Poetry in the classroom
When I first came to teach English to children in a secondary schools in a commercialised cathedral city, they were apprehensive and shy, being unaccustomed to lessons where a certain amount of noise was actually required.
Many of them also were ill-fed at home in body and spirit, and only the second of the three forms was an "A", that is to say, an intelligent form.
So, when I had said a little, a very little, to 3B (where the average aged was 11, and no one knew anything of scansion) on the patterns of strong and weak, of light and shade, that poetry uses; and, with swift recourse to instance, read a stanza, clapping my hands on every strong beat; some of the children looked down at their books in dread, while others glanced at each other with such amusement as once would have humiliated me.

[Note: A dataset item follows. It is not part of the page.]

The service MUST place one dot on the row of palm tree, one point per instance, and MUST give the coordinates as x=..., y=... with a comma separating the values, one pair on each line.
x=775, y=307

50 years ago March 6, 1953
The London County Council, being well committed to the erection of some 20 comprehensive schools, has now issued a laborious document purporting to show how one of these new academies might work.

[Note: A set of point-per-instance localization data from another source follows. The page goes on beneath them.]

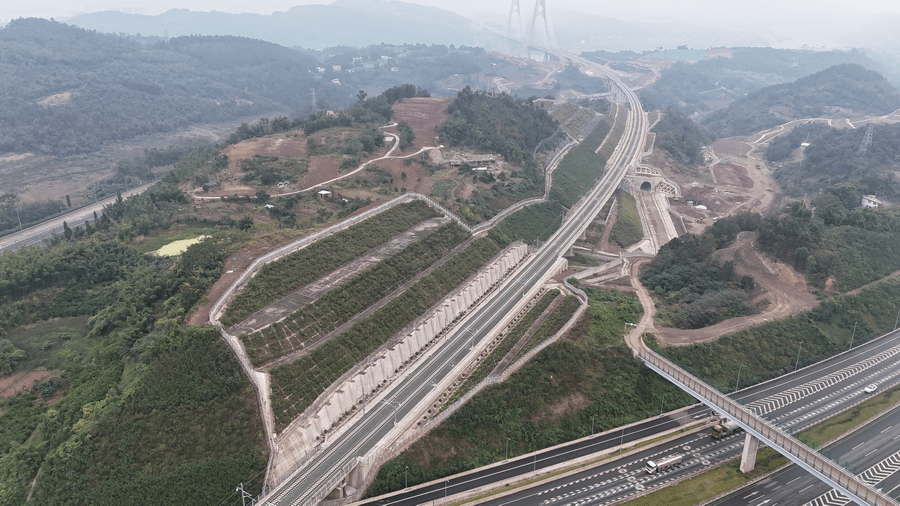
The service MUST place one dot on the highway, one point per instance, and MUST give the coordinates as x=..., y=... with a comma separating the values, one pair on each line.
x=872, y=452
x=37, y=233
x=795, y=402
x=308, y=483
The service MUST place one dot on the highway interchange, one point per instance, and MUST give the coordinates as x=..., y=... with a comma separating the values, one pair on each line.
x=795, y=402
x=307, y=483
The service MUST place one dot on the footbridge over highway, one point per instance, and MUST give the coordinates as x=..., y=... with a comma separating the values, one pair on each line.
x=759, y=429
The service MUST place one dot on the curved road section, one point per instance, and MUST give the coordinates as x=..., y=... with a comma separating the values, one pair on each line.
x=312, y=482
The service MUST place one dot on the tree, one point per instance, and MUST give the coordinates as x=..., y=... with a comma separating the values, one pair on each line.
x=406, y=134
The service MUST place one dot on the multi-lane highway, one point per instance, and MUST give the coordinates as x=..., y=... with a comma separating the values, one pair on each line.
x=308, y=483
x=794, y=402
x=873, y=453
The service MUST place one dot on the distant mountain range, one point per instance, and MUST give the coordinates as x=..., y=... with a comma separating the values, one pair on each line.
x=846, y=87
x=341, y=23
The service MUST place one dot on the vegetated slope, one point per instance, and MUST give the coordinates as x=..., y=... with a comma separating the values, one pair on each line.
x=145, y=403
x=770, y=349
x=841, y=87
x=832, y=157
x=297, y=385
x=679, y=136
x=65, y=90
x=576, y=172
x=587, y=378
x=708, y=85
x=338, y=305
x=692, y=289
x=503, y=125
x=280, y=277
x=839, y=248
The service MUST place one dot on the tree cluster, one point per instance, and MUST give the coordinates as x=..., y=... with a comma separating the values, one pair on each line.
x=702, y=86
x=695, y=288
x=833, y=157
x=65, y=90
x=848, y=86
x=679, y=136
x=508, y=126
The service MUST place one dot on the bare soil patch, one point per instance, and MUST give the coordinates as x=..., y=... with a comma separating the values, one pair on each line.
x=731, y=147
x=23, y=381
x=234, y=266
x=734, y=175
x=37, y=177
x=784, y=288
x=424, y=115
x=568, y=404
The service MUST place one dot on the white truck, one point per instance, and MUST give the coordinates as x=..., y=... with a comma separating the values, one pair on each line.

Two thousand or so pupils having at some trouble been brought together, the next task proves to be to break the agglomeration down into "communities" of manageable size.
The new boy when he arrives at his school (and this may not be easy: the London County Council perspicuously foresees traffic jams in the approaches and suggests some staggering of school hours) will find himself like a pea in a nest of Chinese boxes.
He will belong to, or rather "have a sense of corporate belonging to", a form, several sets for different subjects, a house, a "tutor set", which is a sub-division of a house, the lower school, and, of course, the school.
25 years ago March 3, 1978
The TES failed to appear due to "unofficial action by the National Graphical Association members in the composing room".